Закончив, Марианна поднялась с пунцовым лицом, слегка поклонилась и вернулась на свое место. Я видел, как Дороти подошла и что-то прошептала ей на ухо, гладя ее по спине, пока затихали аплодисменты, в которых звучала растерянность. Я еле сдерживался, чтобы не вскочить с места и не закричать: погодите! Она должна была играть совсем иначе, клянусь, она играет намного лучше, я слышал ее каждый день, эту вещь она исполняет бесподобно, поверьте мне, она переволновалась, позвольте ей сыграть еще раз, еще один раз… Но ее место за роялем уже заняла другая девочка, с беспардонной наглостью заигравшая рапсодию Брамса.
По дороге домой мы почти не раскрывали рта. Эрнесто говорил общие слова, хвалил — не столько выступление сестры, сколько весь концерт. Нини поставила точку, проговорив:
— Ох, как же я устала! Ну, теперь вернемся домой, в тепло, и с завтрашнего дня все будет, как прежде.
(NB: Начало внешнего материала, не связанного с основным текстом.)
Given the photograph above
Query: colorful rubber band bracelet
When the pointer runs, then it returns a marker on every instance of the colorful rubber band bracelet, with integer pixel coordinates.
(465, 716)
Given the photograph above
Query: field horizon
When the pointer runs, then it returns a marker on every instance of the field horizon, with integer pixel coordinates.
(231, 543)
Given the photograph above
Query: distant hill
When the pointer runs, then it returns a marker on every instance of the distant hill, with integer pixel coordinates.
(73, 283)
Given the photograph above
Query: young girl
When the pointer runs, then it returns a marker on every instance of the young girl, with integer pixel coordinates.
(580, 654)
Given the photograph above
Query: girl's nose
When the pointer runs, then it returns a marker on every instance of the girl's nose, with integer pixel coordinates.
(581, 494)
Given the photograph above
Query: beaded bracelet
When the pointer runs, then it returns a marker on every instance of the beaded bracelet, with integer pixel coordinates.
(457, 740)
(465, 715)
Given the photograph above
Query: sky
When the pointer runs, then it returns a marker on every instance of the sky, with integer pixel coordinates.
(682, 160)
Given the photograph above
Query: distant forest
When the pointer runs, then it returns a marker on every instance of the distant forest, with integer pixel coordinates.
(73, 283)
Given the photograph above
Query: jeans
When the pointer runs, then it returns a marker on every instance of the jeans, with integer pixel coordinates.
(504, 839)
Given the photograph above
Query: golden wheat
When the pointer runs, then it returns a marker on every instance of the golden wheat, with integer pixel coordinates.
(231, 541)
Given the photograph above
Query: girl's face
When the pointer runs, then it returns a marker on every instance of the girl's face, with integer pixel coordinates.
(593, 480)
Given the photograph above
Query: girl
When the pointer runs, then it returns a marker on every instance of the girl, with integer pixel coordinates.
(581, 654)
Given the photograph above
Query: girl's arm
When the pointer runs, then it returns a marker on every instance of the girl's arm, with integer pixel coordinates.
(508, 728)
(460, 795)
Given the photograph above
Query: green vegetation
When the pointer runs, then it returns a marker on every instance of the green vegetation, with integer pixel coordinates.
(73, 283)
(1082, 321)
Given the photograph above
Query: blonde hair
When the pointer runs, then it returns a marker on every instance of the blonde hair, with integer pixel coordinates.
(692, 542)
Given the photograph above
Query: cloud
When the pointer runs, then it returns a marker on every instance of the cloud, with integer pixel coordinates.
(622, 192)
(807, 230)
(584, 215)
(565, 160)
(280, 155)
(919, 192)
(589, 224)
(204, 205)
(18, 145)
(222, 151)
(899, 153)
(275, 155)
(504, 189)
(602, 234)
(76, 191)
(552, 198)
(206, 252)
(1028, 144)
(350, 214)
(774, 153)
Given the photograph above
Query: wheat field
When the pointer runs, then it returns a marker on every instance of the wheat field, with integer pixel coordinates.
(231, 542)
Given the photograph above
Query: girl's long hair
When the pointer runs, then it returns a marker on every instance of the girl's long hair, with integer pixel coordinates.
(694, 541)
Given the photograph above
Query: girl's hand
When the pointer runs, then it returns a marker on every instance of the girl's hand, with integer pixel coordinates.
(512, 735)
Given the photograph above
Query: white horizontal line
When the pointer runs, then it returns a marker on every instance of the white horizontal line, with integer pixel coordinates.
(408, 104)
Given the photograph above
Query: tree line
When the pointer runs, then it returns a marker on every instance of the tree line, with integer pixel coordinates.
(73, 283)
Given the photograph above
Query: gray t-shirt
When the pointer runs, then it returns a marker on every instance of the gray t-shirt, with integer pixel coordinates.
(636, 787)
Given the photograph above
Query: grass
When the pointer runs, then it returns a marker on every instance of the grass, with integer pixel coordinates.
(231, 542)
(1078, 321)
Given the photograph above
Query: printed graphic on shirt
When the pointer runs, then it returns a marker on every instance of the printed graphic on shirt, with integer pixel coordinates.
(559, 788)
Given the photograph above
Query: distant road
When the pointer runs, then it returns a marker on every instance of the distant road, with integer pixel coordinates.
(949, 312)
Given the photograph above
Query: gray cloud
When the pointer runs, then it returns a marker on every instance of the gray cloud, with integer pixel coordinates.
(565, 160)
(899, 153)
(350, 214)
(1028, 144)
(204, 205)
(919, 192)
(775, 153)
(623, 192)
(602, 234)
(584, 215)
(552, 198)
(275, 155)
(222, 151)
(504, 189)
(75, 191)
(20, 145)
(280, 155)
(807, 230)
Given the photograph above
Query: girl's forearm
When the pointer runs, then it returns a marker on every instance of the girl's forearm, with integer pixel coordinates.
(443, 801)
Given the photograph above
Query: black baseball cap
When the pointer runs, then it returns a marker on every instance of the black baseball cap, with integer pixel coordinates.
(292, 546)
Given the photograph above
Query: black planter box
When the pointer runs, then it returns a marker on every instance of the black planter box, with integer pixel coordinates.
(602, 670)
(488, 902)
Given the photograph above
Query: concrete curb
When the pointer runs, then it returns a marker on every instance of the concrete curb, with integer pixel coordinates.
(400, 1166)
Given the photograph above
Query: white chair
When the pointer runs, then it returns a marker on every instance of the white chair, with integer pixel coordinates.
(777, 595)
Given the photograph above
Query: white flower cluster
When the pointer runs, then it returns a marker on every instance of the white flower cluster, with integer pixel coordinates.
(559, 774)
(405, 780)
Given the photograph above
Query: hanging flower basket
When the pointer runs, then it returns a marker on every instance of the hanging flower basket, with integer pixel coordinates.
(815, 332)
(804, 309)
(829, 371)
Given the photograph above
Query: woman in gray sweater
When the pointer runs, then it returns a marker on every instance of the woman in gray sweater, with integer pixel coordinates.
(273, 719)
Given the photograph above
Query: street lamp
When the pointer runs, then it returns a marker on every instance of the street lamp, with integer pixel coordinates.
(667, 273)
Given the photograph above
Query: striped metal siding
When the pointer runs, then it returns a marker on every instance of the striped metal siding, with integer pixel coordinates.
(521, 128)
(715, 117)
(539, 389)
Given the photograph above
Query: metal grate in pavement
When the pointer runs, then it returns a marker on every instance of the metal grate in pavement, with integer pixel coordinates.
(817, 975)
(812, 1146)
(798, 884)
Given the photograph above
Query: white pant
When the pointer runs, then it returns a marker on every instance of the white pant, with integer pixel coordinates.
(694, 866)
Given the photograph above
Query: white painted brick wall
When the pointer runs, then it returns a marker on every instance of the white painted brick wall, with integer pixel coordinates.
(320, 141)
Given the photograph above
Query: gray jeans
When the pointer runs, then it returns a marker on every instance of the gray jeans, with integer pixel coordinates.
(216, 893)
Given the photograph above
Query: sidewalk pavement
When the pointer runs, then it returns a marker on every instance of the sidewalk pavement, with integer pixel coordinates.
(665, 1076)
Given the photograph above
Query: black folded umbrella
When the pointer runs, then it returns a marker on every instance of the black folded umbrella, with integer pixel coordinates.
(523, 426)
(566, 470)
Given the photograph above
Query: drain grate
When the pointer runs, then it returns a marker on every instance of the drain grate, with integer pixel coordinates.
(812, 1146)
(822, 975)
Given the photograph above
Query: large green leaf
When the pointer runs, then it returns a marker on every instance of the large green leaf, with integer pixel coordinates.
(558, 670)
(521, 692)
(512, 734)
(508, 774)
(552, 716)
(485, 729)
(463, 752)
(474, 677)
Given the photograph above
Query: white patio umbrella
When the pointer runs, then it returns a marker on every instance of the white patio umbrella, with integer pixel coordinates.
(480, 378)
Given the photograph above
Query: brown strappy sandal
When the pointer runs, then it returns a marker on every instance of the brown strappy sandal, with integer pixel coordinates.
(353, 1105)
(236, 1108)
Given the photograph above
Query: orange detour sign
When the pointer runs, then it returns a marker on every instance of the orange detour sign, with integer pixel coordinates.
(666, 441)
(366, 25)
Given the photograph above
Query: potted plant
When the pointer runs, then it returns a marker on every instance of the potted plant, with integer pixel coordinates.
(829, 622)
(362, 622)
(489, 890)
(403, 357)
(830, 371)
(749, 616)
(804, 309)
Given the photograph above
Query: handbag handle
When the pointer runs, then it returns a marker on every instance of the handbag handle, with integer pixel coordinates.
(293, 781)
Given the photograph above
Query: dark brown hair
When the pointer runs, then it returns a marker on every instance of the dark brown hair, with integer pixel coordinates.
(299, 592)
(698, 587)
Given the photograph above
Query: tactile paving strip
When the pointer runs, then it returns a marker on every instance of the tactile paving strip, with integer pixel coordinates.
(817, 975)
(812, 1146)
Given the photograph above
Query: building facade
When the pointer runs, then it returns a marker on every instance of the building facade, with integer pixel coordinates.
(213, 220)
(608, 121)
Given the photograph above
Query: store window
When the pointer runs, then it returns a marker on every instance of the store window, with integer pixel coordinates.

Марианна продолжала брать частные уроки игры на рояле все с меньшим усердием, по вторникам и четвергам, в общей сложности тринадцать лет, пока ее не завалили на вступительном экзамене на седьмой курс консерватории, — об этом разочаровании дома предпочитали не говорить, и вскоре о нем забыли. Впрочем, к этому времени Нини и Эрнесто уже пришлось открыть глаза и с горечью признать, что между способностями дочери и их мечтами пролегла пропасть. С тех пор Марианна ни разу не подняла крышку рояля «Шиммель» и, проходя через гостиную, держалась от него подальше, словно от зверя, который долго ее терзал и даже теперь, уснув, вызывал в ее душе страх и отвращение. Рояль так и стоит там — немой и сверкающий. Стальные струны под его крышкой ослабли и совсем расстроились.